Technology companies often want to emulate Intel’s success in moving from content hidden in personal computers to a brand that consumers recognize, value, prefer and pay a premium for. For most, however, that journey represents a task much easier said than done.

On the surface, the Intel Inside campaign seems like a simple stroke of genius. Spend a few million dollars on a few well-placed television commercials, and in no time consumers will be clamoring to put your name on the outside of your product, right? If only it were easy. What most people fail to realize is that the remarkable success of the Intel Inside campaign—or any campaign that seeks to turn a commodity into a recognizable consumer brand—is based on two very important principles.

First, it requires financial resources to support a long consumer-oriented campaign. You don’t create a brand name overnight. Second, and more important, it requires a dimension of value that end-user consumers actually perceive as important. Without both of these elements, branding campaigns won’t have enough muscle to convince consumers to demand your product above all others.

Let’s address the money issue first. At last count, Intel spends about $1 billion per year on cooperative advertising with its major customers, such as Dell and HP. Add to that the $1 billion spent by Intel customers and the total financial outlay to support the Intel Inside brand comes close to $2 billion per year. Or, as we say in the business, serious money.

Typically, Intel matches every dollar spent by its customers on advertising that mentions the Intel Inside brand. For example, those millions of advertising circulars that Dell sends out each year? Intel absorbs about half the cost. In fact, every time you see the Intel Inside logo or hear the Intel Inside Sonic brand, you know that Intel paid for almost half of the marketing costs. This huge financial commitment is one of the reasons why the Intel brand stands out from the crowd and why techies easily point to it as one of their favorite brands.

On the end-user benefit side, the key word here is “perception”. In this case, Intel has successfully convinced enough consumers that a computer with an Intel chip inside is the fastest available and therefore can handle any application they can throw at it. As a result, consumers perceive real value in the Intel brand, so the vast majority of PCs rolling off assembly lines carry the famous sticker on the outside: Intel Inside.

Likewise, any product or content technology that hopes to develop a powerful consumer brand must convince the buying public that their product is so superior that consumers will not accept anything less. And that’s exactly what the little-known company SanDisk is trying to accomplish.

Will SanDisk be the next Intel?

A leading provider of flash memory — the tiny wafers that store digital music, photos and videos — SanDisk is one of the primary beneficiaries of the growing demand for cell phones, digital music players, digital cameras and game consoles. Over the past three years, the Sunnyvale (CA)-based firm’s revenue has grown by an average of 70 percent annually. This year, they are tracking growth of 19 percent, for a total of $2.1 billion in sales. Not surprisingly, SanDisk’s stock is up 40 percent over the past 12 months.

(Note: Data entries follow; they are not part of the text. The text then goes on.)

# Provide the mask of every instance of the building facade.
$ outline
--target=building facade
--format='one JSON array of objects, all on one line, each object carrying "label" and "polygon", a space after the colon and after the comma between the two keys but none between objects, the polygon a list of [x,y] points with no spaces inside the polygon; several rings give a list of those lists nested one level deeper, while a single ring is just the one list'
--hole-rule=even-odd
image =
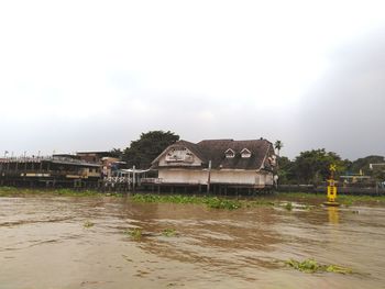
[{"label": "building facade", "polygon": [[266,140],[178,141],[152,163],[158,184],[264,189],[274,185],[276,156]]}]

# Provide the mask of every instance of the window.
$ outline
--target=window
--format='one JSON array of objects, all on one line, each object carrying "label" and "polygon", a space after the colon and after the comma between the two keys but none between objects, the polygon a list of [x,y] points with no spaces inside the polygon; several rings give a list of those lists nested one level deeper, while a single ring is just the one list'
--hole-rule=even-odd
[{"label": "window", "polygon": [[241,157],[242,157],[242,158],[249,158],[249,157],[251,157],[251,152],[250,152],[248,148],[243,148],[243,149],[241,151]]},{"label": "window", "polygon": [[233,158],[235,156],[235,152],[229,148],[228,151],[224,152],[226,158]]}]

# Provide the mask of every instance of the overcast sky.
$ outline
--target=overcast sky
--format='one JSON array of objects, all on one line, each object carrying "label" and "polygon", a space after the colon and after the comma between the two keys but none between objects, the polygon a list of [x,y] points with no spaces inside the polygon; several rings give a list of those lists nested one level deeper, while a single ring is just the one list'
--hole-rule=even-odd
[{"label": "overcast sky", "polygon": [[182,138],[385,155],[384,1],[1,1],[0,156]]}]

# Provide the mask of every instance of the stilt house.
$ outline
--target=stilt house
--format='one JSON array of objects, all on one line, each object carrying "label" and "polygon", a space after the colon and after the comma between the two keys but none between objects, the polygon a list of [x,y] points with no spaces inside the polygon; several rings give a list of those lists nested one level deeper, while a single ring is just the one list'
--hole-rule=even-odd
[{"label": "stilt house", "polygon": [[263,189],[273,186],[276,156],[266,140],[178,141],[152,163],[160,185],[232,186]]}]

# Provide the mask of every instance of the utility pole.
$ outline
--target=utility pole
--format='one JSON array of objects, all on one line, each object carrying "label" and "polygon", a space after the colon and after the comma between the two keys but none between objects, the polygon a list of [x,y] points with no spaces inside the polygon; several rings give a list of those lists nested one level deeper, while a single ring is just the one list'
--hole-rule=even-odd
[{"label": "utility pole", "polygon": [[135,192],[135,166],[132,166],[132,191]]},{"label": "utility pole", "polygon": [[208,176],[207,176],[207,193],[210,193],[210,182],[211,182],[211,160],[209,160],[209,169],[208,169]]}]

Despite these glowing numbers, SanDisk faces a big challenge. For the most part, memory is a commodity business, and prices can be wildly cyclical. Pricing wars often rage overnight, and prices can get ugly almost as quickly. In the summer of 2004, for example, flash memory prices plummeted, causing SanDisk’s stock to drop 40 percent in four days.

To avoid ongoing pricing hiccups, SanDisk is striving to develop a strong brand that consumers will recognize and value. At the most basic level, this means convincing consumers to ask for a “SanDisk one-gigabyte card” for their digital camera instead of any other one-gigabyte card. As Intel has convinced personal computer buyers to insist on Intel as the “chip of choice.”

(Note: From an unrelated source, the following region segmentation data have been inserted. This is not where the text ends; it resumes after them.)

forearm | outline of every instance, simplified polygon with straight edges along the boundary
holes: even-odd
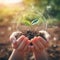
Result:
[[[13,50],[8,60],[24,60],[24,56],[20,55],[18,51]]]
[[[35,60],[48,60],[48,55],[45,51],[35,54]]]

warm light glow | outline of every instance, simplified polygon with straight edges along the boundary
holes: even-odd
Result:
[[[22,2],[22,0],[0,0],[0,4],[15,4]]]

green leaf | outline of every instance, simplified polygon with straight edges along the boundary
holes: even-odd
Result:
[[[32,25],[38,24],[38,22],[39,22],[38,19],[34,19],[34,20],[32,21]]]

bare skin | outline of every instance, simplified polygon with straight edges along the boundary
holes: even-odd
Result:
[[[14,40],[14,36],[10,40]],[[33,46],[30,46],[30,43]],[[35,60],[48,60],[45,49],[48,47],[48,41],[45,41],[42,37],[34,37],[29,40],[24,35],[20,36],[16,41],[13,41],[13,52],[9,60],[24,60],[24,56],[30,50],[35,55]]]

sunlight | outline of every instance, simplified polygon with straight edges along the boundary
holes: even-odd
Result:
[[[15,4],[22,1],[23,0],[0,0],[0,4]]]

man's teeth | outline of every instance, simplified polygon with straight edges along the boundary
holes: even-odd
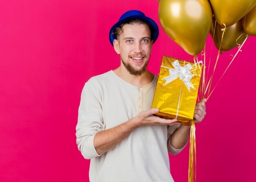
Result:
[[[141,60],[141,59],[142,59],[143,57],[132,57],[132,58],[133,59]]]

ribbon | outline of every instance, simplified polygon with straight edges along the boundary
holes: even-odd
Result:
[[[162,80],[166,81],[164,85],[165,86],[180,77],[180,79],[182,81],[189,92],[190,92],[191,87],[194,90],[195,90],[194,86],[193,86],[192,82],[190,81],[190,80],[193,77],[193,75],[191,72],[192,71],[191,70],[193,68],[190,64],[190,63],[188,63],[182,67],[180,64],[179,61],[176,59],[173,62],[172,64],[174,68],[169,68],[169,75],[162,79]],[[164,67],[163,66],[161,66]]]

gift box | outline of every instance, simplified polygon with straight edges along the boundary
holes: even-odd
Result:
[[[159,108],[157,116],[190,124],[202,68],[202,61],[192,63],[163,56],[151,107]]]

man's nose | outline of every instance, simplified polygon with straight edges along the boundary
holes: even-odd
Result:
[[[135,44],[133,52],[136,53],[140,53],[142,52],[140,42],[136,42]]]

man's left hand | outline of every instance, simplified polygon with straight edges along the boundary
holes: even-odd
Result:
[[[195,123],[198,123],[201,122],[204,118],[206,114],[206,107],[205,103],[207,102],[207,99],[203,99],[197,103],[195,107],[195,112],[194,113],[194,118]]]

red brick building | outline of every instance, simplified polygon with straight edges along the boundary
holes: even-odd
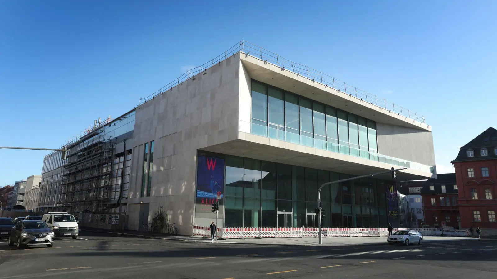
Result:
[[[491,127],[461,147],[452,161],[459,187],[462,228],[497,235],[497,130]]]
[[[439,173],[437,178],[424,181],[401,182],[399,192],[403,195],[420,195],[423,225],[430,228],[461,227],[458,202],[458,186],[455,173]]]

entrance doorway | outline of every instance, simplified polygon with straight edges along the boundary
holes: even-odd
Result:
[[[279,228],[291,228],[293,226],[293,213],[291,212],[278,211]]]
[[[307,217],[307,225],[306,226],[308,228],[318,227],[318,220],[316,218],[316,213],[308,213],[306,215]]]

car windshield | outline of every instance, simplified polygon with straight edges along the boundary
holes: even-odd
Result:
[[[14,222],[10,218],[0,219],[0,225],[13,225]]]
[[[72,215],[56,215],[54,216],[54,222],[63,223],[67,222],[75,222],[76,220]]]
[[[25,229],[46,229],[48,228],[47,224],[43,221],[24,222],[22,228]]]

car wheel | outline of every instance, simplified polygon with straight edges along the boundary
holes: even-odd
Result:
[[[24,246],[22,245],[22,242],[21,242],[20,238],[17,238],[17,249],[24,249]]]

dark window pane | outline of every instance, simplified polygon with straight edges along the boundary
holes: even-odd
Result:
[[[252,81],[252,118],[267,121],[267,95],[265,84]]]
[[[262,200],[262,216],[261,227],[274,228],[276,227],[276,207],[275,200]]]
[[[226,196],[243,197],[244,193],[244,159],[232,156],[226,157]]]
[[[318,171],[306,168],[306,200],[318,202]]]
[[[300,131],[306,137],[313,137],[312,103],[305,98],[300,97]]]
[[[326,121],[325,116],[325,106],[314,102],[314,137],[322,140],[326,140]]]
[[[342,145],[348,146],[348,126],[347,113],[338,111],[338,143]]]
[[[246,198],[245,206],[244,226],[249,228],[259,227],[260,200]]]
[[[278,164],[278,199],[292,199],[292,167]]]
[[[260,161],[248,158],[244,159],[244,196],[260,198]]]
[[[289,131],[299,134],[300,125],[299,123],[299,98],[291,93],[285,93],[285,126],[293,129]],[[288,131],[288,130],[287,131]]]
[[[276,163],[263,161],[262,170],[262,198],[275,200],[276,198]]]
[[[284,115],[283,91],[274,88],[268,88],[269,123],[282,127],[284,126]]]
[[[376,123],[368,120],[368,141],[369,142],[369,151],[378,153],[378,146],[376,143]]]
[[[224,225],[228,228],[243,226],[244,212],[242,198],[226,197],[225,199]]]

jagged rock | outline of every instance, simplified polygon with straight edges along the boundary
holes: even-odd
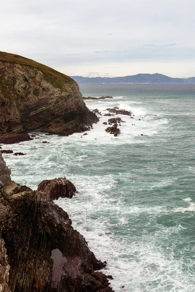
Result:
[[[92,112],[94,112],[95,113],[98,113],[99,114],[101,113],[101,112],[98,110],[98,109],[95,109],[95,110],[92,110]]]
[[[107,133],[113,134],[115,137],[117,137],[120,133],[120,129],[117,127],[117,124],[115,124],[112,127],[109,127],[105,130]]]
[[[0,143],[31,140],[34,130],[68,135],[98,121],[76,82],[54,69],[0,52]]]
[[[1,120],[0,117],[0,120]],[[15,134],[15,133],[4,133],[3,135],[0,135],[0,141],[1,143],[4,144],[14,144],[15,143],[19,143],[23,141],[29,141],[33,140],[28,134]]]
[[[112,125],[112,124],[119,124],[120,123],[126,123],[126,122],[122,121],[121,118],[119,117],[109,119],[108,122],[109,125]]]
[[[41,191],[32,191],[10,175],[0,154],[0,291],[111,292],[107,276],[94,272],[105,263],[51,199],[51,184],[42,182]]]
[[[1,150],[0,151],[0,153],[3,154],[5,153],[6,154],[9,154],[10,153],[13,153],[13,151],[12,150]]]
[[[97,100],[97,99],[105,99],[106,98],[113,98],[112,96],[101,96],[101,97],[92,97],[91,96],[82,96],[83,99],[91,99],[92,100]]]
[[[108,116],[111,117],[111,116],[114,116],[115,115],[114,114],[111,114],[111,113],[105,113],[105,114],[104,114],[104,115],[105,116]]]
[[[66,178],[43,181],[38,185],[38,190],[46,194],[51,200],[58,200],[59,197],[71,198],[77,192],[73,183]]]
[[[113,109],[106,109],[106,110],[108,110],[109,112],[114,112],[114,113],[116,113],[117,114],[124,114],[125,115],[131,116],[132,114],[132,111],[125,110],[116,110],[114,108],[113,108]]]

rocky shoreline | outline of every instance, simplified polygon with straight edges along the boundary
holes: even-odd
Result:
[[[30,140],[32,131],[67,136],[90,129],[98,121],[71,78],[0,52],[0,143]]]

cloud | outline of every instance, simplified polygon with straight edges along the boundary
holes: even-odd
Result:
[[[194,0],[14,2],[1,3],[0,50],[64,73],[102,74],[106,66],[115,67],[108,73],[117,76],[127,63],[164,62],[168,75],[171,62],[194,64],[195,60]]]
[[[170,47],[171,46],[176,46],[178,44],[173,43],[173,44],[150,44],[149,45],[143,45],[143,47],[157,47],[158,48],[160,48],[161,47]]]

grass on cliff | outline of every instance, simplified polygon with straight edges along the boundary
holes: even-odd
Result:
[[[47,66],[40,64],[40,63],[19,55],[0,52],[0,62],[14,63],[36,68],[43,73],[45,78],[48,82],[54,87],[60,89],[64,88],[65,83],[73,84],[75,83],[73,79],[62,73],[56,71]]]

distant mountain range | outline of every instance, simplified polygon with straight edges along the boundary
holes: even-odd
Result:
[[[162,74],[137,74],[124,77],[83,77],[70,76],[78,84],[108,84],[111,83],[195,84],[195,77],[172,78]]]

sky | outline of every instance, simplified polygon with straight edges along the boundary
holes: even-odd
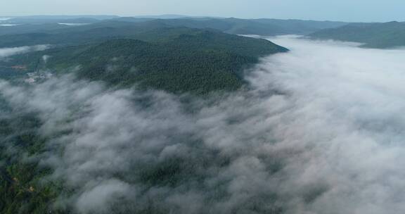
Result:
[[[243,18],[404,21],[403,0],[2,0],[0,16],[181,14]]]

From where I sit, it looks like SanDisk has the first part of the consumer technology branding formula right. They are spending millions on a global advertising campaign that targets retail stores, magazines and prime-time TV shows like The Simpsons and Survivor. In sheer dollar terms, SanDisk isn’t shelling out as much cash as Intel, but it’s unlikely. If fact, most companies don’t need to spend nearly that much. They just have to commit enough financial resources to attract the attention of consumers.

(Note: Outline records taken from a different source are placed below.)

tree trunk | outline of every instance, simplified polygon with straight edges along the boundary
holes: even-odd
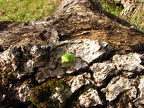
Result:
[[[63,0],[47,18],[0,31],[2,107],[143,106],[144,33],[98,0]],[[76,56],[70,67],[65,53]]]

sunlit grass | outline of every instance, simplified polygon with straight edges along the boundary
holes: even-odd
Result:
[[[50,15],[60,0],[0,0],[0,20],[26,22]]]
[[[102,3],[103,8],[110,12],[111,14],[118,16],[123,10],[122,5],[116,5],[112,3],[108,3],[106,0],[100,0]],[[144,0],[137,0],[137,2],[143,2]],[[144,31],[144,5],[140,6],[138,5],[138,10],[136,10],[134,13],[130,14],[129,19],[127,21],[130,23],[131,26]]]

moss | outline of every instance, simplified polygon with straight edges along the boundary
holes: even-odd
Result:
[[[31,91],[30,101],[38,108],[56,108],[60,107],[58,99],[53,99],[51,96],[56,92],[56,87],[61,88],[60,94],[64,96],[64,87],[66,87],[64,80],[49,80],[42,85],[35,87]]]

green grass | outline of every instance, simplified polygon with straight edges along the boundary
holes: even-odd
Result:
[[[50,15],[58,0],[0,0],[0,21],[27,22]]]
[[[137,0],[138,2],[144,2],[144,0]],[[111,14],[118,16],[123,10],[122,5],[116,5],[108,3],[106,0],[100,0],[104,10],[107,12],[110,12]],[[143,8],[140,7],[138,11],[136,11],[133,14],[130,14],[130,16],[127,18],[124,18],[127,20],[131,26],[144,31],[144,6]]]
[[[54,12],[61,0],[0,0],[0,21],[27,22],[36,21]],[[119,16],[122,5],[110,4],[99,0],[103,8]],[[144,2],[143,0],[137,0]],[[143,13],[143,14],[142,14]],[[129,23],[144,30],[144,11],[131,16]]]

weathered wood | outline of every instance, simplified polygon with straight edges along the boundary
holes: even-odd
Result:
[[[47,18],[0,27],[0,104],[143,106],[144,57],[132,52],[143,53],[144,33],[98,0],[63,0]],[[64,53],[76,56],[70,67],[61,64]]]

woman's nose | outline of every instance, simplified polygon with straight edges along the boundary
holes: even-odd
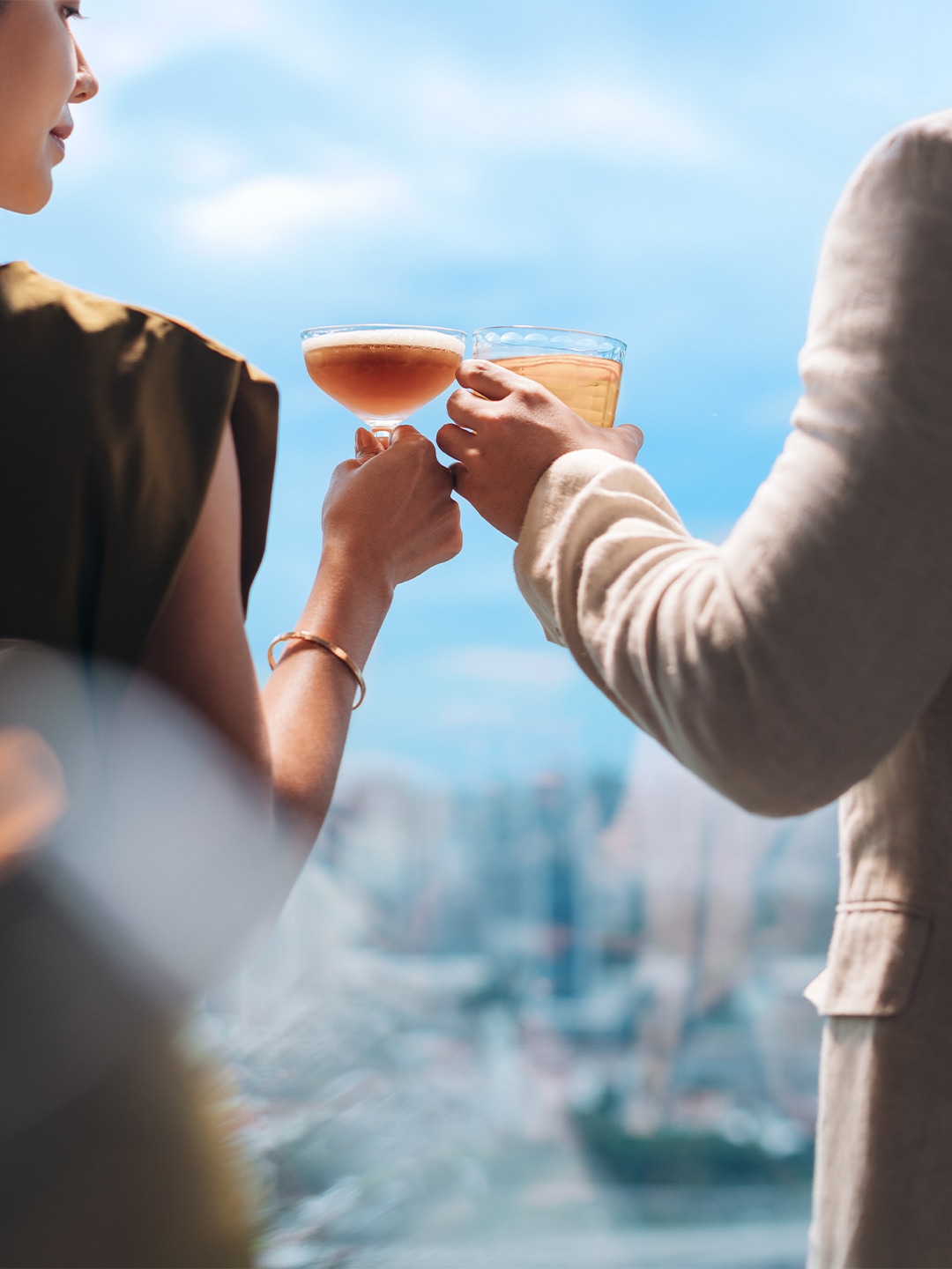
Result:
[[[74,43],[76,42],[74,41]],[[98,91],[99,80],[90,70],[89,62],[83,55],[83,49],[79,44],[76,44],[76,88],[70,98],[70,103],[88,102],[91,96],[95,96]]]

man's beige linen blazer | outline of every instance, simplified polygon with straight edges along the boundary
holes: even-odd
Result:
[[[850,180],[800,369],[791,435],[722,546],[584,450],[539,481],[517,576],[548,637],[715,788],[762,815],[840,798],[810,1263],[948,1269],[952,110]]]

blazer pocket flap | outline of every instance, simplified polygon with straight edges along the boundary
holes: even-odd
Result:
[[[807,999],[829,1018],[892,1018],[909,1004],[929,919],[889,904],[844,904],[829,961]]]

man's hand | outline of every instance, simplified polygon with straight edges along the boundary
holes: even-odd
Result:
[[[633,462],[641,449],[640,428],[593,428],[547,388],[493,362],[463,362],[457,379],[473,392],[449,397],[453,421],[439,429],[437,444],[456,459],[451,471],[462,496],[515,541],[532,491],[556,458],[605,449]]]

The second part of the formula seems to be going well as well, with SanDisk working hard to differentiate itself through technology that delivers real consumer benefits. Last year alone, SanDisk increased R&D spending by 48 percent to $125 million. The result has been a string of innovations—waterproof memory cards, titanium cards, and secure memory cards with embedded fingerprint readers—that have captured the attention of consumers because they offer attractive value.

SanDisk is also working with wireless carriers to help protect consumers from fraud and identity theft. When faced with a lost or stolen cell phone, consumers can contact the carrier to remotely disable the card and protect sensitive personal data. SanDisk has also successfully offered new products in the gadget business. Last August, for example, the company introduced an MP3 player that quickly shot to first place in the category, only to be shut down when Apple introduced the iPod Shuffle.

Does SanDisk have what it takes to make the leap from an unknown commodity provider to a recognized consumer brand like Intel? Only time will tell. In the meantime, I plan to follow them closely to see how their branding campaign continues and, more importantly, how the market responds. As someone who lives and breathes technology branding, I believe we can all learn a lot from SanDisk’s ongoing branding efforts.